The study also estimated substantially higher seroprevalence in residents of predominantly
Hispanic (11·3%, 95% CI 9·8–12·9), non-Hispanic Black (13·9%, 12·1–16·0), and Hispanic
and Black (16·3%, 14·3–18·5) neighbourhoods compared with predominantly non-Hispanic
white neighbourhoods (4·8%, 4·1–5·5), when standardised to the US adult population.
This alarming discrepancy is in keeping with trends identified in the largest survey
from Europe
5
and demands urgent attention.
As the authors point out, patients receiving dialysis might be considered an ideal
sentinel population in which to study the evolution of the pandemic, given the guarantee
of regular blood tests, established vascular access, and a high proportion of patients
with multiple risk factors for SARS-CoV-2 infection and COVID-19, including older
age, non-white ethnicity, hypertension, diabetes, and poverty. Importantly, end-stage
kidney disease is considered a qualifying condition for Medicare in the USA, such
that patients effectively enter a universal health-care system.

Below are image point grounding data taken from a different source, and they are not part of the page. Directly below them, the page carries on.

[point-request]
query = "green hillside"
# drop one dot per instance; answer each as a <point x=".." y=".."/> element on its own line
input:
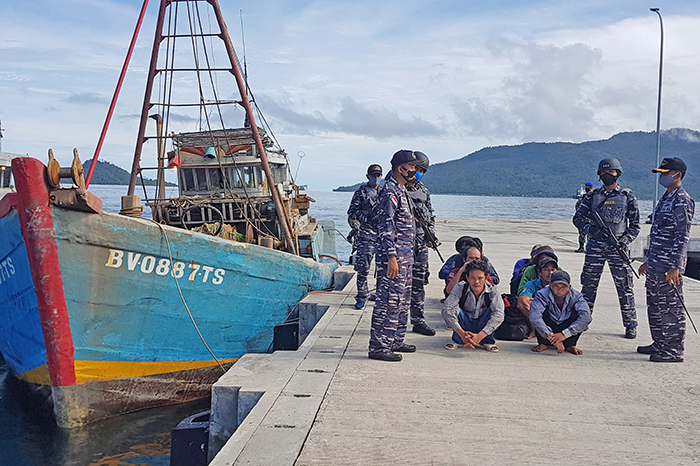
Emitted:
<point x="108" y="173"/>
<point x="559" y="169"/>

Extrapolation of seroprevalence in the dialysis population to the general population
is inevitably problematic. Despite adjustments for age, sex, region, and race and
ethnicity, the dialysis population's risk of exposure to SARS-CoV-2 is unlikely to
be representative of the general population: attending a health-care facility three
times a week would seem like a good way to encounter SARS-CoV-2, as has been shown
elsewhere.
11
However, concerns over sample applicability are bidirectional: patients with end-stage
kidney disease and associated comorbidities might be less likely to mount a detectable
antibody response.
12
They are also more likely to die from COVID-19,
13
increasing the chance of unexposed, seronegative survivors being over-represented
in the sample. Although general population estimates from dialysis sampling are imperfect,
they at least remain consistent across the country and from one survey to the next,
permitting longitudinal surveillance.
Despite the massive burden of COVID-19 in the USA, Anand and colleagues show that
a small minority of the population has evidence of humoral immunity to SARS-CoV-2.
Questions remain around the longevity of the immune response and correlates of protection,
but high-quality longitudinal serosurveillance with accompanying clinical data can
help to provide the answers. Anand and colleagues deserve credit for pioneering a
scalable sampling strategy that offers a blueprint for standardised national serosurveillance
in the USA and other countries with a large haemodialysing population.